Ovoviviparity seems to be an important factor for successful invasions. With this type of reproductive strategy (Winterbourn [1970]; Ponder [1988]), P. antipodarum females brood embryos in a brood pouch and release from 20 to 120 free crawling juveniles (Cheng and LeClair [2011]). Native P. antipodarum populations contain both abundant parthenogenetic females and sexual females and males at a relatively lower proportion (Winterbourn [1970]). However, non-native populations mostly consist of parthenogenetic females, males being rare or absent (Gangloff [1998]; Butkus et al. [2012]). Thus, colonization may have occurred from the introduction of a single female (Proctor et al. [2007]; Cheng and LeClair [2011]; Poirier [2013]). Like P. antipodarum, the exotic ovoviviparous snail Sinotaia quadrata (Benson 1842) (Viviparidae Gray, 1847) was also introduced into South America and is now established in Argentina (Ovando and Cuezzo [2012]).

Potential natural vectors of P. antipodarum include fish, birds, water flow, and floating algae or macrophytes (Vareille-Morel [1983]; Ribi [1986]; Zaranko et al. [1997]; Proctor et al. [2007]). Regarding transport by animals, these snails can survive passage through the digestive system of fish and birds (Haynes et al. [1985]; Ribi [1986]). Non-natural vectors include ship ballast water, freshwater tanks, aquaculture products, aquatic ornamental plants, domestic livestock, firefighting machinery, recreational watercraft and trailers, transport of mud, and sport fishing equipment (Ribi [1986]; Bowler [1991]; Richards et al. [2001]; Proctor et al. [2007]; Ponder et al. [2008]; Alonso and Castro-Diez [2008]); it is unknown how the species came to Chile.

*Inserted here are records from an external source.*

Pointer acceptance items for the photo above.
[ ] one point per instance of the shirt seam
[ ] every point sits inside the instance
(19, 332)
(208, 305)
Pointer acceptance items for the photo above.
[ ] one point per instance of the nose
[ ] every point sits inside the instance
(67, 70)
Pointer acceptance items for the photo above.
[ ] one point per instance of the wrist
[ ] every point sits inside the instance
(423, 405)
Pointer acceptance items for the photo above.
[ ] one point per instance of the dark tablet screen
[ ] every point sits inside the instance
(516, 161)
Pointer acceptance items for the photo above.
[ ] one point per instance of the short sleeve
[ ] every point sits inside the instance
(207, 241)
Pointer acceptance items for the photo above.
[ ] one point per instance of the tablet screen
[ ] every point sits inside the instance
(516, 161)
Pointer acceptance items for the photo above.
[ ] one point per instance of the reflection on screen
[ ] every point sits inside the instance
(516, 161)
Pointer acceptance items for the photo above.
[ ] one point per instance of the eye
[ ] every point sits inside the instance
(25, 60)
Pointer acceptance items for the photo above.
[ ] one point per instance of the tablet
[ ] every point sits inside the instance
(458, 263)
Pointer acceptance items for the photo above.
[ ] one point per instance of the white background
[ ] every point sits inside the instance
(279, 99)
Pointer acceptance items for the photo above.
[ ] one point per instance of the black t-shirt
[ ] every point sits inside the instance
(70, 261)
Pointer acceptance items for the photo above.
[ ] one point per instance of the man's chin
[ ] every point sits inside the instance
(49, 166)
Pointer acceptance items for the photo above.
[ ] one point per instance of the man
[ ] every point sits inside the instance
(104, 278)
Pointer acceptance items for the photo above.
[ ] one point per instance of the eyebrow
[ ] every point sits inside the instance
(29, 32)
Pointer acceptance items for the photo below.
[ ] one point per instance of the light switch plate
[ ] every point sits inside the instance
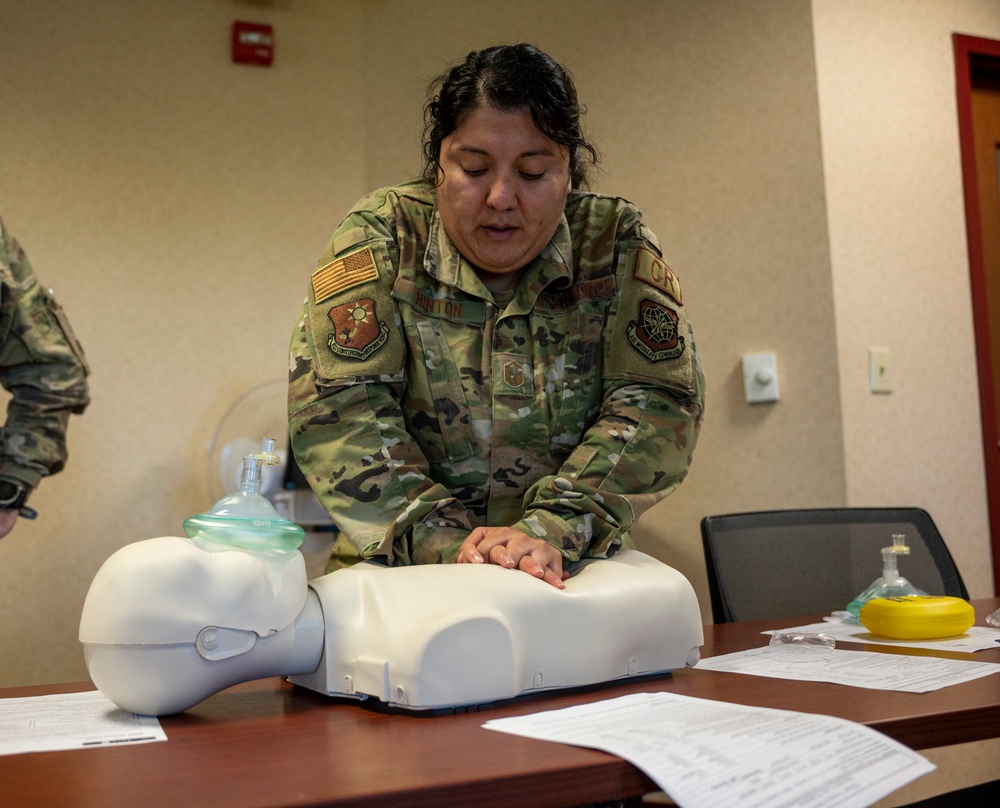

The NZ Mudsnail Management Plan Working Group in USA was established in 2003 to prevent and delay the spread of the introduced P. antipodarum to new areas into the United States (Proctor et al. [2007]). Some of the objectives proposed were identify foci, pathways and vectors of P. antipodarum, develop methods of detecting new populations of this species and develop strategies to control introduced populations. In Chile, exotic freshwater snails have increased in recent times; the main route of introduction has probably been freshwater commercial aquarium trade (Jackson and Jackson [2009]; Letelier et al. [2007]). The procedures proposed by Proctor et al. ([2007]) may be implemented in Chile as a control measure against these species and P. antipodarum.

5 Conclusions

The phylogenetic analysis of COI gene supports the inclusion of the snail sequences from Parque O'Higgins, Estero La Dehesa, Estero Consuelo, and the Chalinga River in central Chile into the Potamopyrgus antipodarum lineage. Thus, the snails studied belong to the family Tateidae. In all locations, sexually mature females were found. Ecological studies are needed to understand the impact of this invasive species on aquatic ecosystems in Chile.